The likelihood function can be derived by considering the data failing between quantiles as being interval-censored; you know how many data are in each interval, but you don't know where they are. (That isn't how it's motivated by Heathcote et al., but that's what makes the most sense to me.) For each inter-quantile interval, there is a term
(P(datum in interval | parameters))^(number of data in interval)
Now the number of data in each interval is just n[i] = N (p[i] - p[i - 1])
where N
is the total number of data and p[i]
is the proportional corresponding to the i-th quantile q[i]
, i.e. # { data <= q[i] } / N = p[i]
, and P(datum in interval | parameters)
is just cdf(q[i] | parameters) - cdf(q[i - 1] | parameters)
where cdf
is the cumulative distribution function of the assumed distribution. Then the log-likelihood is the summation of
N (p[i] - p[i - 1]) log(cdf(q[i] | parameters) - cdf(q[i - 1] | parameters))
over the inter-quantile intervals indexed by i
. This is the same for any particular distribution; just plug in the appropriate cdf
.
To find the parameters which maximize the likelihood, given a list of quantiles, any method for maximizing a function can be employed. If cdf
is differentiable, it's probably most convenient to make use of the gradient wrt the parameters. I don't know if anything can be said about the derivatives of cdf
wrt the parameters in general, although maybe if some family is assumed, such as location-scale distributions, some general results can be worked out.
The factor N
is constant wrt the parameters so it's convenient to omit it. It's often more convenient, when working with optimization software, to search for a minimum instead of a maximum, so one can look at the negative log-likelihood instead of the log-likelihood, and minimize that instead of maximizing.

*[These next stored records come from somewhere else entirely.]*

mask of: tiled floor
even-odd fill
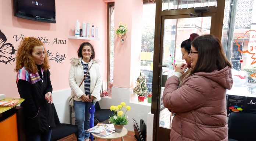
[[[132,131],[128,131],[127,134],[124,137],[124,140],[125,141],[137,141],[136,139],[134,137],[134,132]],[[112,140],[112,141],[121,141],[120,138],[116,138]],[[62,138],[60,140],[58,140],[57,141],[77,141],[77,138],[75,136],[75,134],[72,134],[64,138]],[[106,141],[106,140],[103,140],[102,139],[99,139],[97,140],[98,141]]]

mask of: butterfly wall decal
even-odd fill
[[[6,42],[7,41],[6,37],[0,30],[0,62],[11,64],[11,62],[15,61],[16,57],[13,57],[13,56],[17,51],[12,44]]]

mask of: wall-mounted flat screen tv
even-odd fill
[[[56,23],[55,0],[13,0],[14,16]]]

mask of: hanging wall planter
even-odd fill
[[[119,23],[119,25],[118,28],[115,30],[115,35],[118,35],[120,37],[120,43],[121,44],[124,44],[124,35],[126,33],[126,32],[128,31],[127,27],[126,24],[123,25],[122,23]]]

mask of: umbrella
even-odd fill
[[[92,100],[92,103],[91,103],[91,107],[89,110],[89,112],[91,114],[91,117],[90,118],[90,126],[89,128],[92,128],[94,127],[94,112],[95,111],[95,108],[93,105],[93,100]],[[91,141],[93,140],[93,136],[92,134],[92,133],[90,133],[90,137],[91,138]]]

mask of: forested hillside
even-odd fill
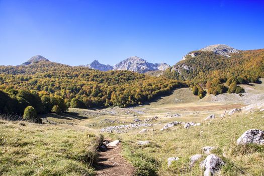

About maximizing wrt the parameters, Heathcote et al. make use of a particular line-search method, but that is not essential; given the NLL and its gradient, many optimization algorithms are applicable.
To get a starting place for the parameter search, I think it would be convenient to compute the ordinary complete-data maximum likelihood estimates, assuming that all n[i]
data in the i-th inter-quantile interval fall at the middle of the interval; such an estimate could be conveniently computed if the function to compute ML estimates allows for weighted data, since then the data are the interval midpoints with weights equal to the mass in each interval. Heathcote et al. find a starting point by estimating parameters by matching moments.
It has been interesting reading about this topic. Hope this helps someone else understand what's going on.
I'm going to venture an answer to my own question after some googling. One simple approach is to use binned Poisson maximum likelihood ratios. See p. 94-96 of this page:
http://www.hep.phy.cam.ac.uk/~thomson/lectures/statistics/FittingHandout.pdf
The likelihood ratio converges to a $\chi^2$ distribution in the large count limit, and if you're dealing with very few counts, you should do MC simulations to determine the empirical distribution of the likelihood ratio under the hypothesis that your histogram does indeed represent a collection of samples from the model distribution. You can determine a $p$-value from this simulated likelihood ratio distribution, and the $\chi^2$ test just represents a fast analytical approximation to this which is applicable in the large count limit.
All of this is nothing more than following the "perennial philosophy" of frequentist statistics:
If you think something interesting happened, you should find out how often you'd expect that thing to happen by chance before you go proclaiming to the world that it's interesting.
If the $p$-value shows that random effects are almost surely not responsible for the difference between your model and your observation, then your model is probably wrong.
Best Answer
One problematic feature is that there may be a continuum of optimal solutions. In most settings the quantiles are continuous functions of the parameters. When the distributions are continuous, almost surely there will be positive intervals between the data values. Suppose your objective function is optimized by a particular parameter value whose quantiles do not coincide exactly with any of the data: that is, they lie in the interiors of the intervals determined by the nearby data values. (This is an extremely likely event.) Then small changes in the parameter value will move the quantiles slightly, to remain within the same intervals, thereby leaving the chi-squared value unchanged because none of the counts changes. Thus the procedure doesn't even pick out a definite set of parameter values!
Another problematic feature is that this procedure apparently provides no way to obtain estimation errors for the parameters.
Another problem is that you do not know even the most basic properties of this estimator, such as its amount of bias.